Published by: Nuru
Published date: 26 Jun 2021
Exchange of Energy Between System and Surrounding
In thermodynamics, it is imperative to define the exchange of energy between the system and surroundings because that concept becomes the basis for many types of descriptions and calculations. A primary goal of the study of thermochemistry is to determine the quantity of heat exchanged between a system and its surroundings. The system is the part of the universe being studied, while the surroundings are the rest of the universe that interacts with the system. A system and its surroundings can be as large as the rain forests in South America or as small as the contents of a beaker in a chemistry laboratory. The type of system one is dealing with can have very important implications in chemistry because the type of system dictates certain conditions and laws of thermodynamics associated with that system.
Energy is exchanged between systems and surrounding by mainly two ways:
When systems and surroundings at different temperatures then energy is exchanged between systems and surroundings in the form of heat. If the system is at a higher temperature then that of the surrounding then energy is exchanged from system to surrounding till state equilibrium is obtained and vice versa.
If the system and surrounding area at different pressure, then energy is exchanged between the system and surroundings in the form of work.
If the gas molecules are at a higher pressure than that of the surrounding then gases push up the piston and do work against the surrounding. Here, energy is the transferred from system to surroundings.
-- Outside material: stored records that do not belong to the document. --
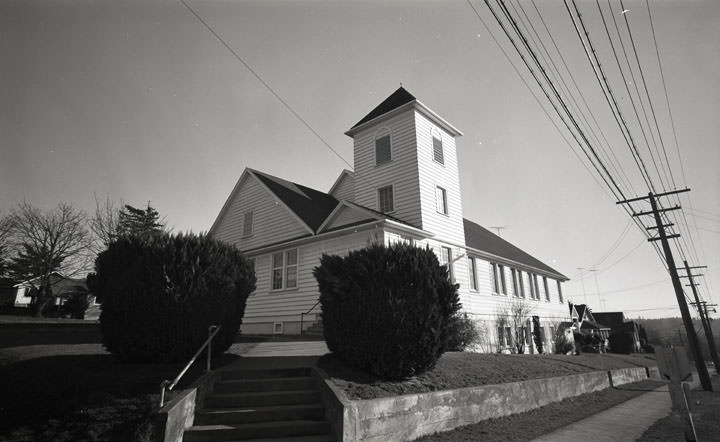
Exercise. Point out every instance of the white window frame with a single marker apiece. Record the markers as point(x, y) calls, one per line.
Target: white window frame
point(392, 194)
point(285, 270)
point(248, 227)
point(389, 159)
point(472, 265)
point(503, 281)
point(441, 160)
point(441, 201)
point(559, 291)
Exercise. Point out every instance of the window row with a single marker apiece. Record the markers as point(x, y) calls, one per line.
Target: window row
point(383, 148)
point(524, 284)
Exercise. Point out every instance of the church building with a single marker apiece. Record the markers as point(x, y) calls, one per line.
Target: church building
point(405, 187)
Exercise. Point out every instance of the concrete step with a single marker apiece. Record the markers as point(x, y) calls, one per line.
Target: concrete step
point(314, 411)
point(274, 373)
point(268, 384)
point(262, 399)
point(283, 429)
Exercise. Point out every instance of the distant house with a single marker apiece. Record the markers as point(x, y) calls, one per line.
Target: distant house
point(618, 324)
point(585, 322)
point(405, 187)
point(63, 289)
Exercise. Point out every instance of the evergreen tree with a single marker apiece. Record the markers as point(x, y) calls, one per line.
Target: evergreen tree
point(139, 222)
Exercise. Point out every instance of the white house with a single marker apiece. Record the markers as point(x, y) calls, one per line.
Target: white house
point(405, 187)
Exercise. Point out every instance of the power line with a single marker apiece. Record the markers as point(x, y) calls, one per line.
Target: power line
point(264, 83)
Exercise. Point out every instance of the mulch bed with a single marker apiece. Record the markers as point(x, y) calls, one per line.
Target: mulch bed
point(459, 370)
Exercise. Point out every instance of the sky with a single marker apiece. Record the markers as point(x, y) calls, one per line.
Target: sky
point(137, 101)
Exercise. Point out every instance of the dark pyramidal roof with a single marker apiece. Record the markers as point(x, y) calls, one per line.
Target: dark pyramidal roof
point(395, 100)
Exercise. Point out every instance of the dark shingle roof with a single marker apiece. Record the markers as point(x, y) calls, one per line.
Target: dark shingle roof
point(397, 99)
point(482, 239)
point(312, 206)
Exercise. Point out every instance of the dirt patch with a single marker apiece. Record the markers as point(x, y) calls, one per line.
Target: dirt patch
point(460, 370)
point(527, 426)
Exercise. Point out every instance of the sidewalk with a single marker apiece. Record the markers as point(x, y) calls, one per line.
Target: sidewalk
point(624, 422)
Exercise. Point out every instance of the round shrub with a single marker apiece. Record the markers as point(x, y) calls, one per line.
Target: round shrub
point(159, 294)
point(386, 310)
Similarly, if the gases are at low pressure than that of surrounding then that of the surrounding then gases contract and work is done on the system by the surrounding to the system here energy is transferred from surrounding to the system,
W= -PΔV(for expansion)
W=PΔV.(for Contraction)
The direction of the flow which increases the increase of the system is given a positive sign and which decreases the energy of the system is given a negative sign.
*) work is positive when it is done on the system by the surroundings or when work is destroyed in the surrounding.
= Work is negative when it is done by the system against the surroundings or when work is destroyed in the system.
Work is not a state function because its magnitude does not depend upon the state of the system but depends upon the path by which it has been reached. The unit of work is the same as energy.